# Nikon D90 Bulb Setting



## Heretotherephoto (Nov 30, 2009)

Hi folks,  just bought a Nikon D90 a month or two ago.  So far I am really pleased with it.  Wanted the D300 but couldn't quite justify the expense.  Gonna have to sell a few more prints first.  Anyway, the sales guy told me that Nikon Digitals had some problems with using the bulb settings.  Specifically for exposures longer than thirty seconds.  Is this true and why?  This is my first digital SLR.  I have been using an N75 for years and have done a lot of long night exposures with some great results.  i would like to continue this in digital format if possible.

Thanks

Dave

www.heretotherephotography.com


----------



## ANDS! (Nov 30, 2009)

Has no more problems than any other dSLR has.  You're going to get some noisy prints, but that isn't limited to Nikon - although some people have got some clean files even on 5 to 10 minute exposures.


----------



## Heretotherephoto (Nov 30, 2009)

Yeah I know about the noise issue.  This may sound silly but does the ISO setting on a digital slr affect the noise at all?

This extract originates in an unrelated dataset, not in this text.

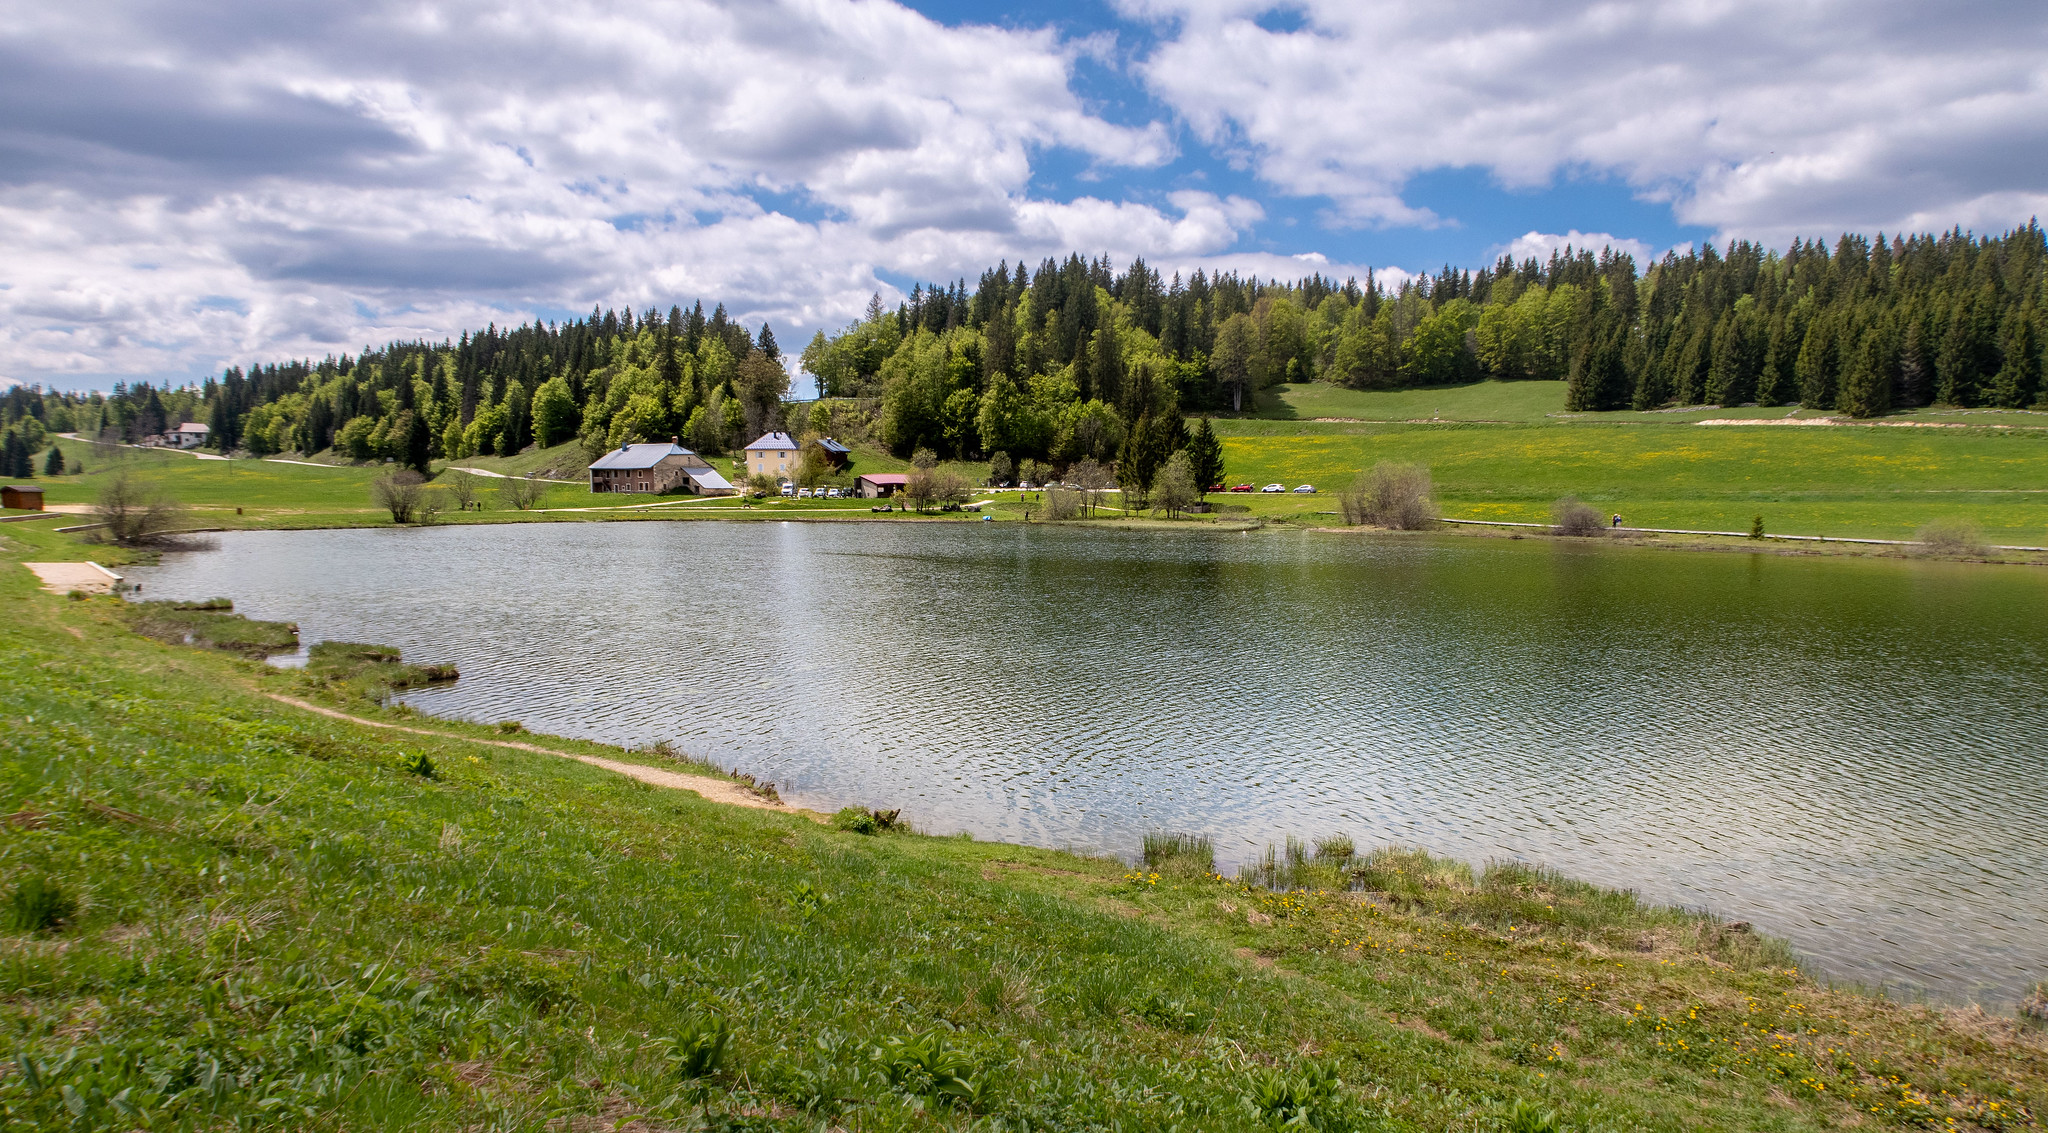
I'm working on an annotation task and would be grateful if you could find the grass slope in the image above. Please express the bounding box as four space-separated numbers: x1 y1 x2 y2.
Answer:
2 530 2044 1131
1213 420 2048 541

I had actually heard that damage could be done to the camera on long exposures.  Something to do with a part overheating.


----------



## Josh66 (Nov 30, 2009)

Heretotherephoto said:


> Yeah I know about the noise issue.  This may sound silly but does the ISO setting on a digital slr affect the noise at all?


Oh yeah.  Not really much different than film though...  High ISO is high ISO.  You just get noise now instead of grain.
The newer dSLRs are cleaner at 1600 than film is though.



Heretotherephoto said:


> I had actually heard that damage could be done to the camera on long exposures.  Something to do with a part overheating.



I've heard of it, but never by the person it actually happened to...  It's always "a guy my friend knows".

The longest I have personally done was about 15 minutes...

EDIT
One nice thing about digital is that there is no reciprocity failure.


----------



## KmH (Nov 30, 2009)

I've done 20 minute exposures with a D90. With only 2 minutes or so between exposures. No Problemo.


----------